VPN_ENDPOINT_IPV6=""

# Set this to the route table that contains the gateway route, "auto", or "disabled".
# The Ubiquiti route table is "201" if you're using Ethernet, "202" for SFP+, and
# "203" for U-LTE.
# Default is "auto" which works with WAN failover and automatically changes the endpoint
# via gateway route when the WAN or gateway routes changes.
# Set to "disabled" if you are using the nexthop option to connect to a VPN on your LAN.
GATEWAY_TABLE="disabled"

# Set the MSS clamping on packets going out the VPN tunnel.

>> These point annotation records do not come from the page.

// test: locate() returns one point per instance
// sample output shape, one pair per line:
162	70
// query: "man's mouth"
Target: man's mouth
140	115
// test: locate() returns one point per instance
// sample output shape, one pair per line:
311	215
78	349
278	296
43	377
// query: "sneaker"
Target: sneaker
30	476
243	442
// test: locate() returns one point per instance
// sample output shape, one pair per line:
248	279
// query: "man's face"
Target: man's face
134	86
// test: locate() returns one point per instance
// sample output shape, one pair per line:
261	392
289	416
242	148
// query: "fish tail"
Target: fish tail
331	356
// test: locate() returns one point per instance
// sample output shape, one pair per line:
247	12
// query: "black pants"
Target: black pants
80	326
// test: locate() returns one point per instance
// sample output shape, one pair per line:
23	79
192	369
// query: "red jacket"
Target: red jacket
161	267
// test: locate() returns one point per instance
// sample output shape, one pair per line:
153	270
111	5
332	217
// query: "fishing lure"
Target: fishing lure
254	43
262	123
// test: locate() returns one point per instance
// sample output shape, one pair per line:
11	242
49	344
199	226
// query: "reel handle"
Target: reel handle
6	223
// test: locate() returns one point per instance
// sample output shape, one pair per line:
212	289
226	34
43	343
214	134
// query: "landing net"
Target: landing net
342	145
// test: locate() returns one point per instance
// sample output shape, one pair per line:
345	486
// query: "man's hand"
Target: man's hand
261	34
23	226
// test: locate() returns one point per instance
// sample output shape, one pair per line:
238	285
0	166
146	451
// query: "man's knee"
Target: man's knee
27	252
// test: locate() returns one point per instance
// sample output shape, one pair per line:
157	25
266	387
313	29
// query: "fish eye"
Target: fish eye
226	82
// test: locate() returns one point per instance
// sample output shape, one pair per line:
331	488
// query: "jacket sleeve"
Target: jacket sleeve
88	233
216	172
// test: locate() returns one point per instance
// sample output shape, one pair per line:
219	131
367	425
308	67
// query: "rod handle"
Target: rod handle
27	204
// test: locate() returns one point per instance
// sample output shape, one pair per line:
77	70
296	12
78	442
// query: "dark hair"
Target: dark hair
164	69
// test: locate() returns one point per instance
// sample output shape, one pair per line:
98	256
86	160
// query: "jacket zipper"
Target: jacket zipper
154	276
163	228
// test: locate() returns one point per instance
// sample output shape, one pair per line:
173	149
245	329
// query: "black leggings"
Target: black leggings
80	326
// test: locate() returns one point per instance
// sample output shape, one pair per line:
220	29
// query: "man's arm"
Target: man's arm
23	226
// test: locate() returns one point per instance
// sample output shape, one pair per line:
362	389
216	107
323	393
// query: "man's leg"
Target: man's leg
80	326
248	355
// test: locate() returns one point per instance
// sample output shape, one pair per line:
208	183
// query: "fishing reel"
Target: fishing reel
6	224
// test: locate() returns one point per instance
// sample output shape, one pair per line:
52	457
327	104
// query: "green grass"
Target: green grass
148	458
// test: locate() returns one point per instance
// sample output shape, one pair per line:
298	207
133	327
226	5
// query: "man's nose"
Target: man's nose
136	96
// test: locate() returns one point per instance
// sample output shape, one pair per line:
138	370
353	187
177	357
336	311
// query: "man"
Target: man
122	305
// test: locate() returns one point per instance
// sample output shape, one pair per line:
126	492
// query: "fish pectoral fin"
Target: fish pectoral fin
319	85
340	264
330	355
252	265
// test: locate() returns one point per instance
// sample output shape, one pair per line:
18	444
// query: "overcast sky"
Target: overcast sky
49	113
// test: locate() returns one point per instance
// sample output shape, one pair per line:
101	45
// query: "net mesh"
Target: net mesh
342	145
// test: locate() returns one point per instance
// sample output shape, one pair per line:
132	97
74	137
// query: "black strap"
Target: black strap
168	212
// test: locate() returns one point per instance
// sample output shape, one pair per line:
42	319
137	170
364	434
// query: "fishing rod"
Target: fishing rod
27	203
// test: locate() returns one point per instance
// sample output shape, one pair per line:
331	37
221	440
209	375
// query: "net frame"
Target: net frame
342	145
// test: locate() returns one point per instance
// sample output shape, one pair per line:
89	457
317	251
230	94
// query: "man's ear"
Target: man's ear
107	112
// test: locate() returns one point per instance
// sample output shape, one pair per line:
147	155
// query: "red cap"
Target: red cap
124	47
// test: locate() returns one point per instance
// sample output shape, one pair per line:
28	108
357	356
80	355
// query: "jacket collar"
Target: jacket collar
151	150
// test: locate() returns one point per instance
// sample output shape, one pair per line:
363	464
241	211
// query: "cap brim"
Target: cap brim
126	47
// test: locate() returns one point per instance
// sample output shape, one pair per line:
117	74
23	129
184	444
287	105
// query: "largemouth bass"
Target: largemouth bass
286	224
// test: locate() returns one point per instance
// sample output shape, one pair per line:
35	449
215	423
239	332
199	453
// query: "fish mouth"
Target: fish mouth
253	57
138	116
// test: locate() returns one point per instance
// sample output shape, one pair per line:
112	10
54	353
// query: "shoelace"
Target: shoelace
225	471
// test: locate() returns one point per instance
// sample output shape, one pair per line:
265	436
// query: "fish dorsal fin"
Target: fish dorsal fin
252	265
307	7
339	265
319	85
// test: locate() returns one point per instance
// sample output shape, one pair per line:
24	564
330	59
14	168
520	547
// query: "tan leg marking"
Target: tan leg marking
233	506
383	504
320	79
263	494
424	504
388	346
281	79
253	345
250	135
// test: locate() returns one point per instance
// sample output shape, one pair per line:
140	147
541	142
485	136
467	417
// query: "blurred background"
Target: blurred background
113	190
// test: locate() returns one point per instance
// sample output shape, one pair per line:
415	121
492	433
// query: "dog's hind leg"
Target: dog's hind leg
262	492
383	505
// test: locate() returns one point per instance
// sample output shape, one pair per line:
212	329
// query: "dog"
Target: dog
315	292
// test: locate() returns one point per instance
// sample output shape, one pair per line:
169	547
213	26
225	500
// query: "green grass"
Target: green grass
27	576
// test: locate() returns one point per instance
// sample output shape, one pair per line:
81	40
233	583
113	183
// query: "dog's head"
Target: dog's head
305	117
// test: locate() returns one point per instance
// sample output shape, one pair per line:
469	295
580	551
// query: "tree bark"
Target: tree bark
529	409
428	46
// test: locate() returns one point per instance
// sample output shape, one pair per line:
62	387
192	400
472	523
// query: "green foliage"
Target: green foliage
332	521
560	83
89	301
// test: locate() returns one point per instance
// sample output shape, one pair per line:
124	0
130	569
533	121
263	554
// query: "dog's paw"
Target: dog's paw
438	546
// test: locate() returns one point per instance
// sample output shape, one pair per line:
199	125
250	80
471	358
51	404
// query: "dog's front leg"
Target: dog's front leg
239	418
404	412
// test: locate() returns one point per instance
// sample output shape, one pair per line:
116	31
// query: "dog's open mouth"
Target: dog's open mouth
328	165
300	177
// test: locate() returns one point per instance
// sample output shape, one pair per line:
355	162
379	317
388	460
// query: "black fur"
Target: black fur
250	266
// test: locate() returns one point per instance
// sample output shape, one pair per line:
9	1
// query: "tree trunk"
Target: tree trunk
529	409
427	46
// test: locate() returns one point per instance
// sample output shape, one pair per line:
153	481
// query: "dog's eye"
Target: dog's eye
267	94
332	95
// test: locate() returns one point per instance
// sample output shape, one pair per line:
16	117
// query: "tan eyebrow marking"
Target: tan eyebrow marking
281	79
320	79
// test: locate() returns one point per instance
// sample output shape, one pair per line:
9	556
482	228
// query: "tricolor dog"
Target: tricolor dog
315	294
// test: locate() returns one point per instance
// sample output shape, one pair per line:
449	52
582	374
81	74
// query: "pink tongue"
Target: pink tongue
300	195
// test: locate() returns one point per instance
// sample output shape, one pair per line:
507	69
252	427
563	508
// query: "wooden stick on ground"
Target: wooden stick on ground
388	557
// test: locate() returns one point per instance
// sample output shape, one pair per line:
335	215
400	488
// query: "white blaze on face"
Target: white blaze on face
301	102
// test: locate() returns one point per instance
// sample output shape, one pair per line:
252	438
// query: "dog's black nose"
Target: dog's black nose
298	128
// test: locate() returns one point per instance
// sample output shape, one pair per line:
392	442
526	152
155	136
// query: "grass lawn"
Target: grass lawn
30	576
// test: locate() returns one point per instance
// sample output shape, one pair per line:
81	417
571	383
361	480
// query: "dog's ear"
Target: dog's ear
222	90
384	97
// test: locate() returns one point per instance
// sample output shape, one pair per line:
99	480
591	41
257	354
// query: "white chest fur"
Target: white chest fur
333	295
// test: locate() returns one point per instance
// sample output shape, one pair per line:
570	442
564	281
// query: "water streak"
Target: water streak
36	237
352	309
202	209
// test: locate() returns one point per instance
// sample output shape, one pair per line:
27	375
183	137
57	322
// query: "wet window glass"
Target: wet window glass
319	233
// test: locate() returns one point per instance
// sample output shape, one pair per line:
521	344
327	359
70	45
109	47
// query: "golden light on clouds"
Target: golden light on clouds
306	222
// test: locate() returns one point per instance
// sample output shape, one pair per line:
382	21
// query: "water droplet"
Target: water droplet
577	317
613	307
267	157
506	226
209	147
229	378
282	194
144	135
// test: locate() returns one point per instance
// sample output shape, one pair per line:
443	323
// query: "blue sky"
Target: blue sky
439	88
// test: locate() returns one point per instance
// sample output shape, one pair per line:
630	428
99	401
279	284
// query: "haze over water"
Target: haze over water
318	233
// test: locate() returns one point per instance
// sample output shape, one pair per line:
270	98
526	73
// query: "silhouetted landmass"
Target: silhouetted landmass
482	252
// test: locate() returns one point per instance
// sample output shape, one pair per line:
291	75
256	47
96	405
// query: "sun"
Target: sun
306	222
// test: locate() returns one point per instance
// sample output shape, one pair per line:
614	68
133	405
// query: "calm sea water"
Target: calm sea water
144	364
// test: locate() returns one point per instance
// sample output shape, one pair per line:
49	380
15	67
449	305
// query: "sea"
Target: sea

Usually, it is not needed to
# set this manually, but some VPN connections stall if the MSS clamping is not set correctly.
# Typical values range from 1240 to 1460, but it could be lower.
MSS_CLAMPING_IPV4="1382"
MSS_CLAMPING_IPV6=""

# Set this to the timer to use for the rule watcher (in seconds).
# The script will wake up every N seconds to re-add rules if they're deleted by
# the system, or change gateway routes if they changed. Default is 1 second.
WATCHER_TIMER=1

# Options for custom table and chains.
# These options need to be unique for each instance of openvpn if running multiple.
ROUTE_TABLE=101
MARK=0x169
PREFIX="VPN_"
PREF=99
DEV=vti64

# To execute commands when the VPN connects or disconnects, you can use the
# callback functions hooks_pre_up, hooks_up, hooks_down, and
# hooks_force_down. These functions will be invoked in response to VPN events
traktuner commented 7 months ago

My vpn setup also stopped working a while ago. @peacey - is this still supported from your side? Thanks!